Experimental program
Comparison scheme
Effect test

Embodiment 1

[0043] Embodiment 1, the preparation of compound (IV)

[0044] Put 700 g of R-tetrahydropapaverine-N-acetyl-L-leucine salt (II) into the reactor (the S type is less than 0.5%). Add 1.8L of water to dissolve. Adjust the pH to 7-8 with ammonia water. Extracted with 3.6L of dichloromethane, concentrated to dryness under high vacuum to obtain compound (III), added 143ml of compound 1,5-pentanediol diacrylate and 38ml of glacial acetic acid at an external temperature of 70°C for 14 hours. Reaction solution (1R, 1'R)-2,2'-(3,11-dioxo-4,10-dioxa-1,13-tridecylene)-bis[1,2,3, 4-tetrahydro-6,7-dimethoxy-1-(3,4-dimethoxy)benzyl]isoquinoline (IV) HPLC purity 92.4%. Preheated in a salt-forming reactor at 45°C 6L absolute ethanol. Dilute the reaction liquid with 400ml of dichloromethane, wash it out and add it to the salt-forming reaction tank, and then add 180g of oxalic acid. Insulate and react for 2 hours, turn off the heating, and stir at room temperature for 20 hours. Filter to g...

Embodiment 2

[0045] The refining of embodiment 2, compound (IV) oxalate:

[0046] Dissolve the crude oxalate wet product in 4L of water, extract with 4L of dichloromethane, concentrate to a small volume, add ethanol to continue concentration under reduced pressure, then add 6L of absolute ethanol, turn on cooling, stir for 20 hours, filter to obtain (1R, 1'R)-2,2'-(3,11-dioxo-4,10-dioxa-1,13-tridecylene)-bis[1,2,3,4-tetrahydro- 6,7-Dimethoxy-1-(3,4-dimethoxy)benzyl]isoquinoline oxalate wet product. Wet weight 1.5kg, HPLC99.5%.

Embodiment 3

[0047] Embodiment 3, the preparation of compound (V)

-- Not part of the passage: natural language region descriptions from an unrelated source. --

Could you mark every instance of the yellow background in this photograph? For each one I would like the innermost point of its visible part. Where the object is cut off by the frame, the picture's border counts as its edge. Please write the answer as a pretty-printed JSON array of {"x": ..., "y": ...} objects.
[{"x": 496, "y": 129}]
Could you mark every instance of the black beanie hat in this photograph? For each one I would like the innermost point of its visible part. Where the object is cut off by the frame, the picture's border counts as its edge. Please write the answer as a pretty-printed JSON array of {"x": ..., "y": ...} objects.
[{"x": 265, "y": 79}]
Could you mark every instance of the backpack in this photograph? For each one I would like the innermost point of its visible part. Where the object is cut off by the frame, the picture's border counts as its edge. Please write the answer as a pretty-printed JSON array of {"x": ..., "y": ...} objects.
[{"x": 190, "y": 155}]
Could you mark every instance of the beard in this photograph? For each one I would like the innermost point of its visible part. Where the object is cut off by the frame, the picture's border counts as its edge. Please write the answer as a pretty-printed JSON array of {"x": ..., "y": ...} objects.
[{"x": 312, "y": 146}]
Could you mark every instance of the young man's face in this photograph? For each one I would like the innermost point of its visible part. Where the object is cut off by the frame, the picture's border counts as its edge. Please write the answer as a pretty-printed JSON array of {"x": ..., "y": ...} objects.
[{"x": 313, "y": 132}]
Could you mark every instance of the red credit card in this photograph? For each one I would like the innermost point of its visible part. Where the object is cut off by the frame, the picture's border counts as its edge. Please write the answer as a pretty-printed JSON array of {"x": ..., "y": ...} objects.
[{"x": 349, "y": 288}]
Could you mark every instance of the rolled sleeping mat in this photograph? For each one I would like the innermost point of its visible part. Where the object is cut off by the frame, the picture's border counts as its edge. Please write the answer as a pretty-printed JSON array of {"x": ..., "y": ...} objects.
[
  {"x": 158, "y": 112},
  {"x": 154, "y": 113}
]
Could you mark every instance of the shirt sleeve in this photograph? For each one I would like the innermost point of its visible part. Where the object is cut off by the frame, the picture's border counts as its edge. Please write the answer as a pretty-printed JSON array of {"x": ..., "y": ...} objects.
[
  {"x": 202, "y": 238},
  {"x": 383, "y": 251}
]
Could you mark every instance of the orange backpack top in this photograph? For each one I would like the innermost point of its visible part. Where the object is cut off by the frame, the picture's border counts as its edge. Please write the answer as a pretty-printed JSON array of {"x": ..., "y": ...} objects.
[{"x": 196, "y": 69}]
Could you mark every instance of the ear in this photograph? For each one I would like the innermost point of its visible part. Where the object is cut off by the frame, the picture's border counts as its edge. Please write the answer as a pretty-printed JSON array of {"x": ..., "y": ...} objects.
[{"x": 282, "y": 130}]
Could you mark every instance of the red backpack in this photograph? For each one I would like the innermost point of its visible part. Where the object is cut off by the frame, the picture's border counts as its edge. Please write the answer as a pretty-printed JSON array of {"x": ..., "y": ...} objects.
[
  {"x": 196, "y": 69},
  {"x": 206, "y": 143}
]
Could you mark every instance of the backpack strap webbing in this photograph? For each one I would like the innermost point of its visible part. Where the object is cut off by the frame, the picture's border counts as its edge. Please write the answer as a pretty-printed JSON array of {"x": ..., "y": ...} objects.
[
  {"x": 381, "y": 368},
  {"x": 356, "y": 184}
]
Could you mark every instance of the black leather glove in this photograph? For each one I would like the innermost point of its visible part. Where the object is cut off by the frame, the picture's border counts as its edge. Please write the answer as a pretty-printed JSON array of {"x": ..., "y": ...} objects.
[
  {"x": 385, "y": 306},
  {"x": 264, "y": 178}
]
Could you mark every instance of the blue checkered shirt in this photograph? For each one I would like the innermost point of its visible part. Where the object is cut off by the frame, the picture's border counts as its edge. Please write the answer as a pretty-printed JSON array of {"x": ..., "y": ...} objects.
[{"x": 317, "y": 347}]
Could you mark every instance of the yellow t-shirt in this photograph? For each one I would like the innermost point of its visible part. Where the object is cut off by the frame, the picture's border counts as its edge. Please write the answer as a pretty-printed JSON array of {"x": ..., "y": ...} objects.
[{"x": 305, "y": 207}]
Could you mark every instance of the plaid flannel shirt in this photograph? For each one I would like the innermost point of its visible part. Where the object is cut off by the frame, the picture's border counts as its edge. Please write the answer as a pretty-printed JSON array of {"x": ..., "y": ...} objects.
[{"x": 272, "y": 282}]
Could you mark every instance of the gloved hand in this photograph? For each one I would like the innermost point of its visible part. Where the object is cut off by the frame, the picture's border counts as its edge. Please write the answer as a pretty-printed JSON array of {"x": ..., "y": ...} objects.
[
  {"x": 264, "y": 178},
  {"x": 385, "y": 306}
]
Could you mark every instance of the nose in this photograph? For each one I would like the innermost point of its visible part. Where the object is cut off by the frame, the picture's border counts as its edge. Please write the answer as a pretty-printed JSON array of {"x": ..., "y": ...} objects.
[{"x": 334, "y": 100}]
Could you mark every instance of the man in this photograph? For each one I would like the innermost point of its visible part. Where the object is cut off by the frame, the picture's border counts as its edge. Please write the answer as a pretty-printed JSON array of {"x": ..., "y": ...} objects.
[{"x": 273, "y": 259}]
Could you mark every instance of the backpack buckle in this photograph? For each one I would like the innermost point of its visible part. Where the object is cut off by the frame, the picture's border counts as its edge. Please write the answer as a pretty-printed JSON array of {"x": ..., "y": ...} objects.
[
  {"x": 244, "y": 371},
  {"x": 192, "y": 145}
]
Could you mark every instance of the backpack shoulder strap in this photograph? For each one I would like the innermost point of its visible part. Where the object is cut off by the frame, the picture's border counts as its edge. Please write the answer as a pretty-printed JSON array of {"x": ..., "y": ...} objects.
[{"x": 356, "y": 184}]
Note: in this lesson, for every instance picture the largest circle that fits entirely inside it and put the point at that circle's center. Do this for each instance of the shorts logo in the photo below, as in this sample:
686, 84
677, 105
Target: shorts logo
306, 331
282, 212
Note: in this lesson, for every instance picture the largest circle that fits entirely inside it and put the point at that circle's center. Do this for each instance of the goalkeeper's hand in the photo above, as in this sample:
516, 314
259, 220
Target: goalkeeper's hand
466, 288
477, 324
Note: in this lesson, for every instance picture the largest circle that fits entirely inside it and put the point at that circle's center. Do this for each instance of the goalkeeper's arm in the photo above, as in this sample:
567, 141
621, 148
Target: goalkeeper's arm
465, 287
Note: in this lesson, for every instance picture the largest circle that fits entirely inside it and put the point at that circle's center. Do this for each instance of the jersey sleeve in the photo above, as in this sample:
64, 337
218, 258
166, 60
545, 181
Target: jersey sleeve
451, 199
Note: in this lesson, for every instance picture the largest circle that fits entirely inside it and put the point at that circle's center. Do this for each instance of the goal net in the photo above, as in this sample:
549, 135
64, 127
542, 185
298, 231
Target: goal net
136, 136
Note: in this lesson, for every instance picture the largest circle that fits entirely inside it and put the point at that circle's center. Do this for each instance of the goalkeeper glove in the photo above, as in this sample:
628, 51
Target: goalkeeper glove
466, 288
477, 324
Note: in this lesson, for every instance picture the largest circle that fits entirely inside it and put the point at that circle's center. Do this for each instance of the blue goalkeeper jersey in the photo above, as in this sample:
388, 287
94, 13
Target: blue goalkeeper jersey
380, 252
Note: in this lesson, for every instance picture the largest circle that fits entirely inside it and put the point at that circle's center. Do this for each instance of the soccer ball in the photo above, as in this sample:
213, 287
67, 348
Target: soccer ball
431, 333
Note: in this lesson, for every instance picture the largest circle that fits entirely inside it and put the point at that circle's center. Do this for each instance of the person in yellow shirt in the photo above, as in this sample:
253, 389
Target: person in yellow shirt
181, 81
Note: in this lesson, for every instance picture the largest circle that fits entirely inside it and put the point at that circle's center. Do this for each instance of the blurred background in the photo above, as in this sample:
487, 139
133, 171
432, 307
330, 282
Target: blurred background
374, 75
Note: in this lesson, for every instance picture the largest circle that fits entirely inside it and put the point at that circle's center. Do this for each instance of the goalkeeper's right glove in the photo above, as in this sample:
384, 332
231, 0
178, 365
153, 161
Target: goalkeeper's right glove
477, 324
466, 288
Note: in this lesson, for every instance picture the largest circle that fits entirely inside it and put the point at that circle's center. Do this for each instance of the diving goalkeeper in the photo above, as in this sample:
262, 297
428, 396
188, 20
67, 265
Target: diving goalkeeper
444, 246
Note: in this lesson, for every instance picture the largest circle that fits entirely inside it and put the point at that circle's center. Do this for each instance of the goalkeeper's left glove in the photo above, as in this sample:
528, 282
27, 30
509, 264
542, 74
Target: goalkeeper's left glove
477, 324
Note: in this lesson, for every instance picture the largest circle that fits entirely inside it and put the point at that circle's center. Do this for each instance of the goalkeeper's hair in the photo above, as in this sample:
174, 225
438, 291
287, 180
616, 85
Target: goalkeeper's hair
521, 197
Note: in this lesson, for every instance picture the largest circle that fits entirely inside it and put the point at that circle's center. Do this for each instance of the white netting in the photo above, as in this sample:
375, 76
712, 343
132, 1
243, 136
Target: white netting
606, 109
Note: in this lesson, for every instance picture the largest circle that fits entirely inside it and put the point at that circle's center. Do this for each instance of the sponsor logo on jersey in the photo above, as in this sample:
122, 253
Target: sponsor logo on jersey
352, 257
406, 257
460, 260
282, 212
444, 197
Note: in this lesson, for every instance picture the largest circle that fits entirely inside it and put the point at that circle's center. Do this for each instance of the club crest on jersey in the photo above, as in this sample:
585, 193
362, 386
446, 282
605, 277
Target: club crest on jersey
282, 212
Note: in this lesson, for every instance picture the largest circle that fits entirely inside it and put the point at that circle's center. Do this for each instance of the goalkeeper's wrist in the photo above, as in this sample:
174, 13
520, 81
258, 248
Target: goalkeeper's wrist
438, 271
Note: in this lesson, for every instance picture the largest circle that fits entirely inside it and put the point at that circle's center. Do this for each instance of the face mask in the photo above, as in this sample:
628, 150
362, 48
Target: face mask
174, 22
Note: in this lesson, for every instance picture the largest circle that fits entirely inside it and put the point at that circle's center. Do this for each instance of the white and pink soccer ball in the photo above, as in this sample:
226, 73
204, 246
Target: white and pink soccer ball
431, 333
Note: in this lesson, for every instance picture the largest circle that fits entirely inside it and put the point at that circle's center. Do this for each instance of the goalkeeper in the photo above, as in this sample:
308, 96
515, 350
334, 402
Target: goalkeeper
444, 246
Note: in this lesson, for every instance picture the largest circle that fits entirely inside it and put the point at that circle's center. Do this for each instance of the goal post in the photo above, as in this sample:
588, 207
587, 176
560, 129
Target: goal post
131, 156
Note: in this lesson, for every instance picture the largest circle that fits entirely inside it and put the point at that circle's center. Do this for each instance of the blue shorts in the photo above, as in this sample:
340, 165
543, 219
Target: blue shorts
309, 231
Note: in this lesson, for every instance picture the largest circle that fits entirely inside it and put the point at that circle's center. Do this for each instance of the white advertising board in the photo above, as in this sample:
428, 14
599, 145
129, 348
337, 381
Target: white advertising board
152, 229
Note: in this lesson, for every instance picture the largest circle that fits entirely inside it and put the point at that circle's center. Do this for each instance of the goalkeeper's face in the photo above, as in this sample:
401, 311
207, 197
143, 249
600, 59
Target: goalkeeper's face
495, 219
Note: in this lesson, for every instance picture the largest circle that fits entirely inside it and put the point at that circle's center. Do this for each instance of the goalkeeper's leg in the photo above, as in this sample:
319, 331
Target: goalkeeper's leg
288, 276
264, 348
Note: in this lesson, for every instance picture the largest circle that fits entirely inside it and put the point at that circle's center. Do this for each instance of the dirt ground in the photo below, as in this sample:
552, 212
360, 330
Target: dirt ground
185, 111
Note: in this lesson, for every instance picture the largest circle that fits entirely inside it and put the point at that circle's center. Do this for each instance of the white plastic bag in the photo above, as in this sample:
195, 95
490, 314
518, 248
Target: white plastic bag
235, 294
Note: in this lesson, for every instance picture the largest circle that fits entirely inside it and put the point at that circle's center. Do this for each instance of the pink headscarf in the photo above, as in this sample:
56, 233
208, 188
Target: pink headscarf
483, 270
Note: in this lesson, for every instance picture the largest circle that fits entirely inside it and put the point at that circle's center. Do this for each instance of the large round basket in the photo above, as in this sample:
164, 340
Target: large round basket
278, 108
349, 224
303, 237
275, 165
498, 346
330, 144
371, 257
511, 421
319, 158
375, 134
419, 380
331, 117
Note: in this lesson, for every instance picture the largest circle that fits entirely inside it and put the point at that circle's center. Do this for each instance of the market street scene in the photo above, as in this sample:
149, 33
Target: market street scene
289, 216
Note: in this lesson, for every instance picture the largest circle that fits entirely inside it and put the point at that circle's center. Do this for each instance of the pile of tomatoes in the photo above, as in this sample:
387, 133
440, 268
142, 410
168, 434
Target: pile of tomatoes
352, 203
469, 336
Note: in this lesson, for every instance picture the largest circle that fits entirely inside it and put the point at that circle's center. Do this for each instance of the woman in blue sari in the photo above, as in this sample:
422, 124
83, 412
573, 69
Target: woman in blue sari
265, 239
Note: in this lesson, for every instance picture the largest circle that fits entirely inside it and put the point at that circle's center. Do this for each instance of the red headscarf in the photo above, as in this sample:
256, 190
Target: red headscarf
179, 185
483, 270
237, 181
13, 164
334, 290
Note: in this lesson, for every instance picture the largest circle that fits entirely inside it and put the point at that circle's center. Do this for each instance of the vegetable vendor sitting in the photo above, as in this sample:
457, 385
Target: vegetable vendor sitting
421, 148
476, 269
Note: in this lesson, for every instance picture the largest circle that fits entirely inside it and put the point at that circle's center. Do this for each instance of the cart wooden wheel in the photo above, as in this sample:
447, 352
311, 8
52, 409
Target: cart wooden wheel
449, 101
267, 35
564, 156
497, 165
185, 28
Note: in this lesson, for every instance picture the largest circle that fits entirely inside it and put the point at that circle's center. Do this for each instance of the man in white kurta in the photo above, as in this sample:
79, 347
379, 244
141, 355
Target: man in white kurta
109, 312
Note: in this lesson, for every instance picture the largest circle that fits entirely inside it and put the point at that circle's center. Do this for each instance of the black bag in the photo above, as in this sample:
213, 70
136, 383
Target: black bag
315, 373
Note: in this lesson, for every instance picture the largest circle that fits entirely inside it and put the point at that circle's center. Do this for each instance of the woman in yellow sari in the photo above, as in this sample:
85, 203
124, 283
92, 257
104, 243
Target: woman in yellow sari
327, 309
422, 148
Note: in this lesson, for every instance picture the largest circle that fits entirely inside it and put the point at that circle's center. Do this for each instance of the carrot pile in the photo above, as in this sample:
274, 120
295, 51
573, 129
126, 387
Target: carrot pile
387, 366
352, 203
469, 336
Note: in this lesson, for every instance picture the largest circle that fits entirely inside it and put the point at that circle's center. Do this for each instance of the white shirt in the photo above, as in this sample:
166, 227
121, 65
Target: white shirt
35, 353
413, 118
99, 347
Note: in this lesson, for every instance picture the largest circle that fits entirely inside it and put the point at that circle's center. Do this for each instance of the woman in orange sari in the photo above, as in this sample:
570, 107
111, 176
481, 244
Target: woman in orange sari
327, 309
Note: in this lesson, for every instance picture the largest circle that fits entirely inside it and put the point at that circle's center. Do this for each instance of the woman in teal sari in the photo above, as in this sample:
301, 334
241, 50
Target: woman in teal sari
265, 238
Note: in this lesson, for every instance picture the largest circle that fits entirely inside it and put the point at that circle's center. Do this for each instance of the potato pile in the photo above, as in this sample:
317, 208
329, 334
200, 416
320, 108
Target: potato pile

[0048] Dissolve 1.5kg of wet product in 5L of water, and adjust the pH to 7-8 with ammonia water. Extract with 4 L of dichloromethane. The organic layer was dehydrated and concentrated below 60°C to an oil. Cool down to below 30°C, throw in 450ml of methyl benzenesulfonate, 700ml of acetonitrile, and 1.55g of anhydrous sodium carbonate. Reaction at an external temperature of 28-30°C for 20 hours. Diluted with 2L of dichloromethane and added dropwise to 20L of anhydrous ether. Filtration and vacuum drying for 24 hours gave 1R, 1'R-atracurium besylate 632g. HPLC purity of 3 chiral isomers and 97.6%.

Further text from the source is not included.